The prevailing Florida standard for counting votes is very clear: "no vote shall be declared invalid or void if there is a clear indication of the intent of the voter." There were more than enough overvotes with clear voter intent to change the outcome. They were supposed to be counted from the beginning; and if that had been done, Bush would not have won. So let's point out the elephant in the Lincoln bedroom-doesn't that make Bush's victory illegitimate?
African-Americans were screwed again.
Sadly, everyone seems to agree on this point. Even more sadly, it does not seem to alter the response to the Florida vote. More than thirty years after Jesse Jackson first met Dr. Martin Luther King Jr. and John Lewis had his head beaten on the bridge at Selma, African-American votes still count less than white ones.

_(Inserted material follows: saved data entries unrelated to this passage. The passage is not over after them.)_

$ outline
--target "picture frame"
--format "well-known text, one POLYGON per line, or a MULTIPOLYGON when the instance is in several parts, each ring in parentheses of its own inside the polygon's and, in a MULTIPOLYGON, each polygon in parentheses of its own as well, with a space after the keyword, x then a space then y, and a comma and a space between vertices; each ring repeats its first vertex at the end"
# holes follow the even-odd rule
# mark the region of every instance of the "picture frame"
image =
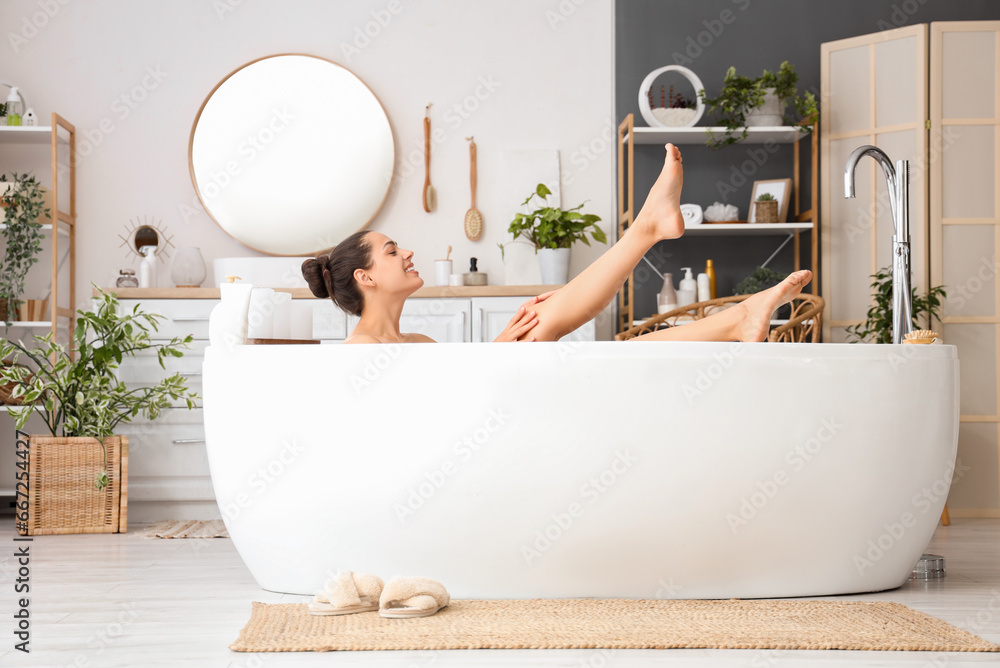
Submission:
POLYGON ((788 205, 792 201, 792 180, 791 179, 769 179, 766 181, 754 181, 753 192, 750 194, 750 210, 747 213, 747 222, 757 222, 757 212, 754 202, 764 193, 774 195, 778 200, 778 222, 788 222, 788 205))

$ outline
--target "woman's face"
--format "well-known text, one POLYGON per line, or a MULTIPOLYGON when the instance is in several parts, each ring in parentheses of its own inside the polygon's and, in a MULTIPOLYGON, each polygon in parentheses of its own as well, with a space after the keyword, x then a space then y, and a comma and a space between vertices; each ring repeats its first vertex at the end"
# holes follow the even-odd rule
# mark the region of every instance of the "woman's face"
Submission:
POLYGON ((424 284, 411 261, 413 251, 398 247, 381 232, 369 232, 365 240, 372 249, 372 266, 366 273, 379 290, 409 295, 424 284))

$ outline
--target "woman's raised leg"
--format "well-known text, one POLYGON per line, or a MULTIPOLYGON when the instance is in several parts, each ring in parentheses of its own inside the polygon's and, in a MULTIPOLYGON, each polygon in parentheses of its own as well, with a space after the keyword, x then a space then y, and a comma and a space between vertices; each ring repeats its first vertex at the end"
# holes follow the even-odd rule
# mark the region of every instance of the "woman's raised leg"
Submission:
POLYGON ((522 340, 556 341, 597 317, 656 242, 684 234, 681 152, 673 144, 667 144, 666 149, 663 170, 629 229, 579 276, 532 307, 538 324, 522 340))

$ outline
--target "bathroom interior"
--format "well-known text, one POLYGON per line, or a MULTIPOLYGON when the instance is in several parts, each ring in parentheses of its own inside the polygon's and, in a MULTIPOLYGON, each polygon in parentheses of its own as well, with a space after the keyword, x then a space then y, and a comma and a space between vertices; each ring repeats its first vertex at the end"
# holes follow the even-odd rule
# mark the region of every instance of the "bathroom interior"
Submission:
POLYGON ((1000 661, 997 3, 0 28, 0 665, 1000 661), (747 120, 761 72, 794 90, 747 120), (631 229, 665 144, 683 236, 559 341, 469 345, 631 229), (344 345, 300 267, 362 229, 438 345, 344 345), (800 269, 763 342, 629 342, 800 269), (450 603, 315 614, 345 572, 450 603))

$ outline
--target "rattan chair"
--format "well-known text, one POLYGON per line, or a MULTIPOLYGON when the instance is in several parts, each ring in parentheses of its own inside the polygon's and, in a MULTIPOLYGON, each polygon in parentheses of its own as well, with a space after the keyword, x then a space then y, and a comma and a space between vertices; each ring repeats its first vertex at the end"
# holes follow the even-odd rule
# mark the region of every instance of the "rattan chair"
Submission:
MULTIPOLYGON (((615 335, 616 341, 626 341, 628 339, 655 332, 665 327, 682 325, 692 320, 700 320, 713 313, 724 311, 735 306, 750 295, 736 295, 733 297, 720 297, 719 299, 709 299, 708 301, 695 302, 680 308, 675 308, 666 313, 651 316, 635 327, 626 329, 624 332, 615 335)), ((820 333, 823 329, 823 308, 826 302, 822 297, 813 294, 799 294, 792 302, 792 313, 788 322, 779 325, 771 330, 767 340, 772 343, 819 343, 820 333)))

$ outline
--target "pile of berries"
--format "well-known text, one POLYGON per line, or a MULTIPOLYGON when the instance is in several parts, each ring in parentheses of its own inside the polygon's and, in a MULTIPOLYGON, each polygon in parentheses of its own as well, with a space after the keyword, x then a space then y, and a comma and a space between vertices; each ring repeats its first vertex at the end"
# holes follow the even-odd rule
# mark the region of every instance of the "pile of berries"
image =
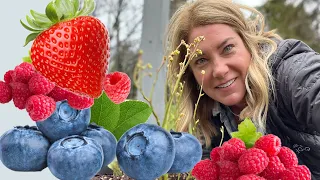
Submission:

Poor votes count less than rich votes.
Unlike many Florida counties with large numbers of poor voters, many of Florida's wealthier counties were fully equipped with "second chance" optical scan machinery at the precinct level, thus significantly decreasing overvoting by wealthier voters.
Literacy is not supposed to be a precondition for voting.
This should be particularly true for President, since most Americans get their information on the candidates from TV. Yet the ballot-design problems that changed the outcome of this election were directly related to lack of attention to literacy issues and voter education by public officials.
Katherine Harris's "false felon purge" changed the outcome.
The media consortium dealt only with the votes themselves in recent coverage, thus allowing Florida Secretary of State Katherine Harris and her troops once again to escape responsibility for a $4 million program to purge felons from the voter rolls. As detailed by John Lantigua in The Nation, this publicly-funded purge resulted in the illegitimate denial of the franchise to thousands of Floridians, a disproportionate number of them black.
The Supreme Court's intervention was improper and unethical.
The media consortium repors let the Supreme Court off the hook too easily. Antonin Scalia's own logic, on behalf of his four Court cronies, demonstrates that the Five should be forever thought as unprincipled, partisan meddlers.
Remember what Scalia wrote, when the stay was issued on December 9, 2000? "The counting of votes that are of questionable legality does in my view threaten irreparable harm to petitioner [Bush], and to the country, by casting a cloud upon what he claims to be the legitimacy of his election." That turns out to be precisely wrong, according to this media study--for if only the undervotes had been counted, this report shows Bush would have won, thus adding to his legitimacy (a point some of the dissenters tried to make).
In other words, Scalia intervened because he feared a Gore victory. The fact that he was wrong about the undervotes does not cancel out the Court's crime in stopping the vote count prematurely. Their names--Scalia, Thomas, Rehnquist, O'Connor, Kennedy--should live on in the Judicial Hall of Shame. A bad guess does not cancel out an unethical ruling.
The nation still needs profound electoral reform.
Finally, the recount reports underline the urgent need to pass fundamental election reform before Congress adjourns. Punch cards must be eliminated; optical-scan machinery must allow second chances at the precinct level; ballot design should not be left to local election officials, who may be partisan, incompetent or just poor designers; the right to provisional voting should be universal; voting rights should be restored to felons who have served their time; poll workers need training; bilingual polling must be insured and voter education should be a serious and well-funded public obligation.
It has been a year, and despite all the big promises, the blue-ribbon commissions and the media hoopla, most states have not acted. Florida has acted, but far from sufficiently. And Congress has not yet passed a bill, though there is still time.
Election reform should not be a casualty of terrorism. In fact, deeper, more self-sustaining democracy should be one of our responses to terrorism.